One of my earliest memories of being possessive was when I was 4.
My mother’s company went on a trip to the ocean on China’s east coast. She brought me along with her and we had a fabulous time by the ocean. To be honest, I don’t remember much of the trip at all except for one particular incident.
I was resting on the tour bus at one point when my mother gave me a rainbow colored slinky to play with. I remember being absolutely enamored by the slinky. I had so much fun watching the colours swish back and forth.
I absent-mindedly asked as I played with the toy, “Who bought this for me?”
My mother responded, “It’s [colleague’s daughter’s], I gave it to you to play with.”

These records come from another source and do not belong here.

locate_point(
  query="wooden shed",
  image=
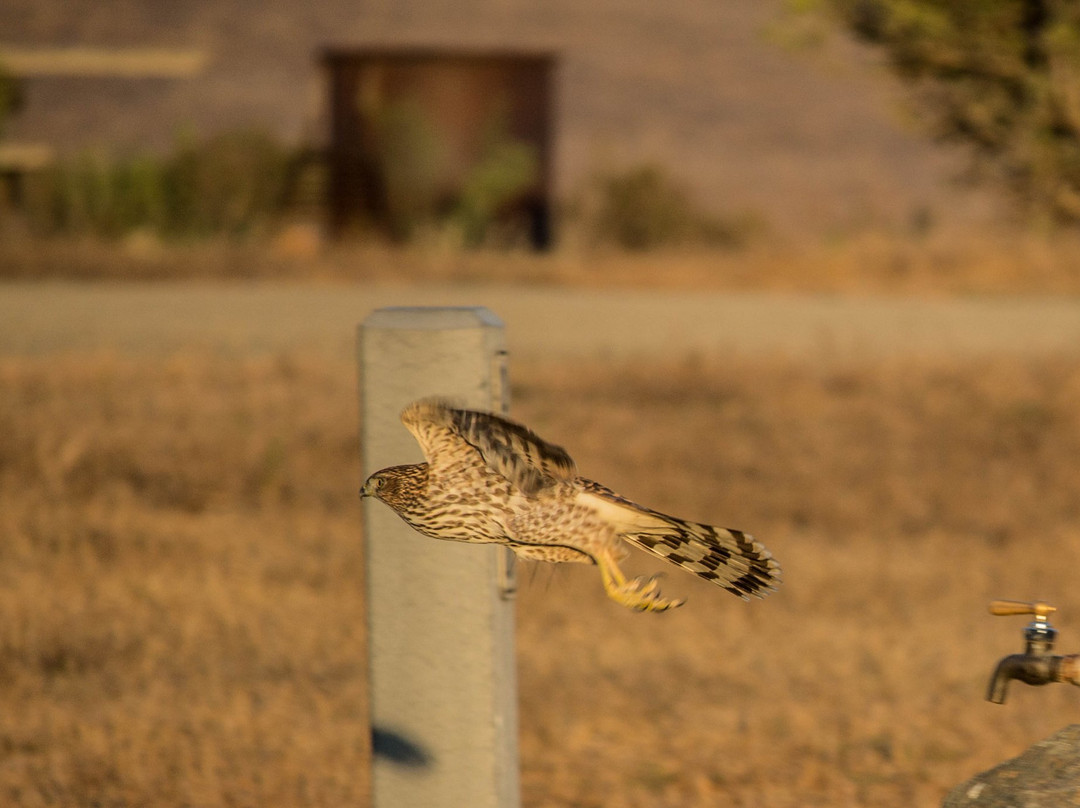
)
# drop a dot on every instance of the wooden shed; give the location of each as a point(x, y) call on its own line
point(430, 134)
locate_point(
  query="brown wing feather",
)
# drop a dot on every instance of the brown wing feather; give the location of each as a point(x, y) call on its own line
point(509, 448)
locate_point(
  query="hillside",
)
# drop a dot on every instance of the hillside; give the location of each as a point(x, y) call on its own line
point(806, 139)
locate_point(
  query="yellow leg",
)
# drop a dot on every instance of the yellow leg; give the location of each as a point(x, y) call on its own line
point(637, 593)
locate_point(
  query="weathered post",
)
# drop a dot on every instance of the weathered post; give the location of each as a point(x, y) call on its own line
point(442, 673)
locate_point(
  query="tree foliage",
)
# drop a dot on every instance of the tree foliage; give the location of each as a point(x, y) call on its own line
point(1000, 76)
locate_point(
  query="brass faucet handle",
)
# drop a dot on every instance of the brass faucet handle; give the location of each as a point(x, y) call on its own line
point(1039, 608)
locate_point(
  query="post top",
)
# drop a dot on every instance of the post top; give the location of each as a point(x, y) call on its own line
point(432, 318)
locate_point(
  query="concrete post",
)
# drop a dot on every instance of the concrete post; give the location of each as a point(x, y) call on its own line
point(441, 620)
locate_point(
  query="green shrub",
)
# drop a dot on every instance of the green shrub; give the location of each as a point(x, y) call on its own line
point(230, 184)
point(643, 209)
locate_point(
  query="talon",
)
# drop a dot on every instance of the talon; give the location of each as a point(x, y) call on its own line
point(642, 594)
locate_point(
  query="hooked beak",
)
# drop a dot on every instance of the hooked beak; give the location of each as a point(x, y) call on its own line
point(368, 488)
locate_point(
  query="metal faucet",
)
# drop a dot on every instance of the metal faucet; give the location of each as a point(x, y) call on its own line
point(1036, 665)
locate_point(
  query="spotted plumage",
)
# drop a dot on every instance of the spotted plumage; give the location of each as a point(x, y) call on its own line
point(490, 480)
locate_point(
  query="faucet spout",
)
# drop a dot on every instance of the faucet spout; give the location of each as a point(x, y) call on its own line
point(1033, 669)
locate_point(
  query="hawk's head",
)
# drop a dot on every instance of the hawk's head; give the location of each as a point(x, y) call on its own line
point(399, 486)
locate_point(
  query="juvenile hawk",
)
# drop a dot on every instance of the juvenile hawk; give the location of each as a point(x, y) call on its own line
point(490, 480)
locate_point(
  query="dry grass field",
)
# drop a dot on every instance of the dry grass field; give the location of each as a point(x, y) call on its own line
point(180, 556)
point(1012, 260)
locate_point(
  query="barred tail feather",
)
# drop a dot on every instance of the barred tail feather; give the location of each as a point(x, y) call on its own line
point(729, 559)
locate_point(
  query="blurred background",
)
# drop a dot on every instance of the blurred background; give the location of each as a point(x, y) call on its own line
point(837, 242)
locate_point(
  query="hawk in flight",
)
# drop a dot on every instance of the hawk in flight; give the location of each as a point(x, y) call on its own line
point(490, 480)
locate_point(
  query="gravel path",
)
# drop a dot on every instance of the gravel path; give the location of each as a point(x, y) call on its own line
point(162, 318)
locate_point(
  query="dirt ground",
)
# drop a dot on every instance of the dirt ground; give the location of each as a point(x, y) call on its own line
point(181, 566)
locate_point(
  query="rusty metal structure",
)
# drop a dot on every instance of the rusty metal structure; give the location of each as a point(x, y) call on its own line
point(420, 133)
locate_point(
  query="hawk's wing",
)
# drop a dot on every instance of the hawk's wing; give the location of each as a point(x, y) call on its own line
point(509, 448)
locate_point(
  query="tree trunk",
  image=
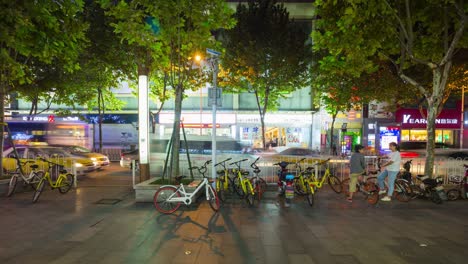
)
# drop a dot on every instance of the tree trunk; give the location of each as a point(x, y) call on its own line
point(100, 107)
point(332, 140)
point(176, 132)
point(434, 106)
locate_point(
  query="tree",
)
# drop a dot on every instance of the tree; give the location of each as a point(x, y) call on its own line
point(36, 31)
point(267, 54)
point(166, 36)
point(405, 33)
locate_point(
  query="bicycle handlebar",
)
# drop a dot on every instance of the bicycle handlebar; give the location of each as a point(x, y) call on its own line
point(321, 162)
point(222, 162)
point(238, 162)
point(254, 165)
point(50, 162)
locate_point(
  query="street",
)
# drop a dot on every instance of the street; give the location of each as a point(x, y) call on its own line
point(100, 222)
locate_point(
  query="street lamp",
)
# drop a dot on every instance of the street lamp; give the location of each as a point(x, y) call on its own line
point(214, 99)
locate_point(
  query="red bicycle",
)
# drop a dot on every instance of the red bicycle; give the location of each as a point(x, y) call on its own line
point(461, 190)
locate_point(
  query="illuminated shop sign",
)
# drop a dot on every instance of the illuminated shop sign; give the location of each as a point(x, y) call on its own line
point(408, 119)
point(412, 118)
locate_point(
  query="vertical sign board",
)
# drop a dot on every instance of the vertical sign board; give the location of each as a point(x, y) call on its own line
point(143, 118)
point(214, 96)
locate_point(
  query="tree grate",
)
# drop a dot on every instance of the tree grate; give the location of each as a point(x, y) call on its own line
point(108, 201)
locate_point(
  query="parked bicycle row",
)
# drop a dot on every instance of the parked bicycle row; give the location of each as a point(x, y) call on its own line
point(400, 184)
point(233, 181)
point(54, 175)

I just remember being completely distraught at the fact that this slinky did not belong to me. I stopped playing with it, clutched it to my chest and began to cry. I couldn’t bear with the thought of returning it to the original owner. How could I, when I loved it so much? It should be mine!
Of course embarrassed by my outburst, my mom took the slinky away from me and gave it back to the other mother. As I continued to sniffle the next day, she gave in and bought me my own slinky from a roadside merchant.
You know, I don’t really remember my own slinky that remarkably. I played with it for the rest of my trip, and then when I got back home I probably brought it to my pre-school a few times before I forgot about it like all my other toys. I just remember how vividly that feeling of envy and sadness lingered in my little 4 year old body even 20 years later.
That feeling always resonated within me as I grew older. I could not stand ‘sharing’ things with other people. If it couldn’t be mine, then I didn’t want anything to do with it. When I started making my own money at 15 – it was the first time I could truly ‘own’ things myself. I didn’t have to depend on someone else’s judgment and I purchased all the things I liked – manga, clothes, makeup, toys, etc. I had no idea how to assess whether something was ‘worthwhile’ or not. I just knew that if I liked it, I wanted to own it.
I never tired of shopping, and really was only limited by the amount in my bank account. When money was running low, I would simply switch to buying cheaper things. And then, when I ran out of that, I asked my parents to purchase me books, music supplies, school supplies because these were deemed ‘educational items’.
As I look back and re-examine these feelings. I think about how little it had to do with the actual ‘things’ and more to do with the feeling of possessing things. Something deep inside of me was scared of not having enough – maybe a ghost of the 4 year old Tracy was scared that someone would take away her beloved slinky again, so she acquired more things than she could possibly need. By over-consuming, I would never have to feel again the sting of being without.
With every shopaholic comes the underlying issue as for why they over-consume. Fear of abandonment, poor impulse control, wanting to be liked, suppression of other emotional trauma, etc. I don’t think there’s one singular reason why we obtain so much gratification from stuff – but I do believe, that it’s never about the stuff at all.